Following the command of the child snatchers with literal fidelity, Mr. Ross had published in the Ledger the words I have quoted. The result was a third epistle from the robbers. It recognized his reply, but made no definite proposition and gave no further orders, save the command that he reply in the Ledger, stating whether or not he was ready to pay the twenty thousand dollars. On the other hand, the letter continued the ferocious threats of the earlier communication, laughed at the police efforts as “children’s play,” and asked whether “Ros” cared more for money or his son. In this letter was the same labored effort to appear densely unlettered. One new note was added. The writer asked whether Mr. Ross was “willen to pay the four thousand pounds for the ransom of yu child.” Either the writer was, or wanted to seem, a Briton, used to speaking of money in British terms. This pretension was continued in some of the later letters and led eventually to a search for the missing boy in England.

In his extremity and natural inexperience, Mr. Ross relied absolutely on the police and put himself into their hands. He asked how he was to reply to the third letter and was told that he should pretend to acquiesce in the demand of the abductors, meantime actually holding them off and relying on the detectives to find the boy. But this subterfuge was quickly recognized by the abductors, with the result that a warning letter came to Mr. Ross at the end of a few days. He was told that he was pursuing the course of folly, that the detectives could not help him, and that he must choose at once between his money and the life of his child.

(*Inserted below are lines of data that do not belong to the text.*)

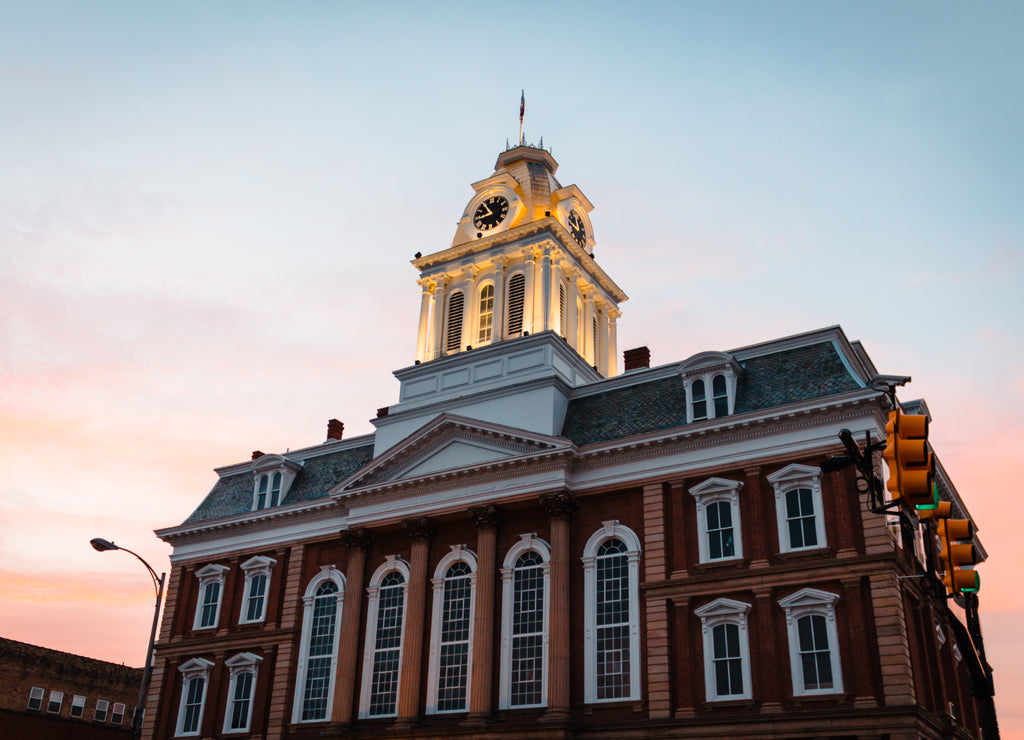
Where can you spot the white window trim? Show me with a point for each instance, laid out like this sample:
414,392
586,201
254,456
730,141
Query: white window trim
610,529
710,491
527,542
195,668
209,574
258,565
239,664
37,694
806,602
724,611
791,477
459,554
56,696
327,572
391,563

Ross was advised by some friends and neighbors to yield to the demands of the extortioners, and several men of means offered him loans or gifts of such funds as he was not able to raise himself. Accordingly he signified his intention of arriving at a bargain, and the mysterious John wrote him two or three well-veiled letters which were intended to test his good faith. At this point the father and the abductors seemed about to agree, when the officials again intervened and caused the grocer to change his mood. He declared in an advertisement that he would not compound a felony by paying money for the return of his child. But this stand had hardly been taken when Mrs. Ross’ pitiful anxiety caused another change of front.